NaNoWriMo. Another November over (by quite a bit, I realize).
This was my hardest NaNo yet. Almost from page one I started having serious doubts about the direction of this particular novel–and the series it was supposed to be attached to–about midway through the month.
This book was slated to be the third in my (tentatively titled) Candy Chronicles series. Book one, Struck by Chocolate, and book two, Burned by Butterscotch, were both fairly light in tone, and pretty straightforward contemporary romance. This one, on the other hand…well, the title kind of gives it away: Dying for Divinity.

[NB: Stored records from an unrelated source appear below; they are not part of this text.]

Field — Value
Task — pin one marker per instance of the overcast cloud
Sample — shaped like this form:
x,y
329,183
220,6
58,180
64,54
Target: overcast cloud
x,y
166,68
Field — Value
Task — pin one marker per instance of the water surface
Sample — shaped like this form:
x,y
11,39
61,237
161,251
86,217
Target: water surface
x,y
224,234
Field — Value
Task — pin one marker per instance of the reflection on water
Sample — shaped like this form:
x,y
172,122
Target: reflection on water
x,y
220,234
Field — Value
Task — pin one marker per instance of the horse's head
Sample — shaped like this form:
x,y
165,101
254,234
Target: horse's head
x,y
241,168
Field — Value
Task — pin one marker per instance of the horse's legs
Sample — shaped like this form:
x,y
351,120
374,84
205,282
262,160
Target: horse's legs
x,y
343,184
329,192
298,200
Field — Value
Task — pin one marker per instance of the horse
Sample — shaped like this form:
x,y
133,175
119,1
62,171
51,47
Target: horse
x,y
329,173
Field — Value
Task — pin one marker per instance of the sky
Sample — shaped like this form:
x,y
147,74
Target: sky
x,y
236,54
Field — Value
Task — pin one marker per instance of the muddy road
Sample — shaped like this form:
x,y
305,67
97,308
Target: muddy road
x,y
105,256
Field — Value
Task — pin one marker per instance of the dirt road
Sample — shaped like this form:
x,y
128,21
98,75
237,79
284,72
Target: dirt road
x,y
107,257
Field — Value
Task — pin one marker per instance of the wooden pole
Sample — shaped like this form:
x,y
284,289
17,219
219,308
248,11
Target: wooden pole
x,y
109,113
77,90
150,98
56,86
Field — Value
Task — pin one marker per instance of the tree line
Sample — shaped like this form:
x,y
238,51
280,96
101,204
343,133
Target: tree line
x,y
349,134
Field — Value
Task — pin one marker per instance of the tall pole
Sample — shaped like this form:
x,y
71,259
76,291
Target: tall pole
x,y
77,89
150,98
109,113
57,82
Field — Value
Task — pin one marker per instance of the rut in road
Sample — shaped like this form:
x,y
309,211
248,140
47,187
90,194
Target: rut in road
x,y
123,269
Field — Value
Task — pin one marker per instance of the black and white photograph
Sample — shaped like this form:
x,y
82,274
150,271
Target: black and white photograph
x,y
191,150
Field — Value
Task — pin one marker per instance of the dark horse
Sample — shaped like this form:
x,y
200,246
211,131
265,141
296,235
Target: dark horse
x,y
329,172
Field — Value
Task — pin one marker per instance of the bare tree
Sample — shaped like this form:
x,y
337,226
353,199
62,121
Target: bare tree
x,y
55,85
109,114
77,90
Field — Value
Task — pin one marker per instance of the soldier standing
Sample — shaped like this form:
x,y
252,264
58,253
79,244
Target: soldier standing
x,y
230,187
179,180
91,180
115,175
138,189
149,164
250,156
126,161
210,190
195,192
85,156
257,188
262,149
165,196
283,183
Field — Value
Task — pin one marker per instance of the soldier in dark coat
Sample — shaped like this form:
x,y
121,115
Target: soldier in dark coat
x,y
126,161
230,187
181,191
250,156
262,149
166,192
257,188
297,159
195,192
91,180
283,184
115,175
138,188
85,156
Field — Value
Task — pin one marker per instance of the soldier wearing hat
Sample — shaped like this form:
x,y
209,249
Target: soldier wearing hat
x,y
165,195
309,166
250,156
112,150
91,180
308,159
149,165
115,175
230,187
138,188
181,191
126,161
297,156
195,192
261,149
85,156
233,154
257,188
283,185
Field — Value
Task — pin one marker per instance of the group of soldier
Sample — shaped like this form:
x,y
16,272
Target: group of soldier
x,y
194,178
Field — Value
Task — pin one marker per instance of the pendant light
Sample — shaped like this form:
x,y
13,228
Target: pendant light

There’s a body count, from page one, and that changes everything. Add in some childhood trauma, drug use and a small town which I’d featured in Burned but not Struck, and I had something on my hands that I knew wouldn’t fit with the original trajectory of the series. I’d read, in a bunch of places, how hard writing sequels can be. After Burned, I figured that because I was writing something closer to a related work than a sequel, I was good. When I came up with the idea for Dying for Divinity, though, I knew I had to write it.
Then, a little voice in my head started whispering. This isn’t right. This doesn’t fit. What the hell are you doing? STOP WRITING.
Okay, so it started yelling after a while. Point being, I had this ongoing narrative gumming up the works. On top of the other, constant, low-level fear of being a complete and utter failure. Otherwise known as life as a writer.
I talked about this issue with a couple people, and ended up pushing through, just trying to convince myself everything would work out. It’d be fine. So, this book is darker. And has a new setting orientation. No biggie, right? Oh, and it doesn’t have much about candy in it? Well…we’ll fix it in post. It’ll be fine.
Sometimes–often–that’s exactly what my mantra needs to be. Keep going, everything will be okay. But I couldn’t shake the conviction that this time, those words of comfort were lies. So I kept questioning things, writing slower and slower.
It wasn’t until a few weeks ago that I got a breakthrough. Over coffee at my weekly writing group, I explained my issue to Miriah, and she said, simply, “Make a spinoff series.”
Wait–what? Of course. Of course. I’d been so entangled with this book and the idea of a continuous series that this answer–simple and perfect as it was–never even occurred to me. And while the writing has still been slow (see: gross commute; possum in attic; Christmas and Thanksgiving get togethers; car troubles) at least I feel like this book has potential somewhere. A major shift in perspective.
I think knowing–or at least believing–that you work has somewhere to go is paramount. Spending hours and days and weeks and more on something you know isn’t going to work…well, that sucks. A lot. I do not recommend it. But sometimes it’s just a matter of changing the way you’re looking at the work, and what once seemed like a dead end becomes viable again.
So, three cheers for Miriah! And perspectives! And spinoff series!
In other news, I have no other news. So Merry Christichanukwanzisolstikah! And a happy New Year!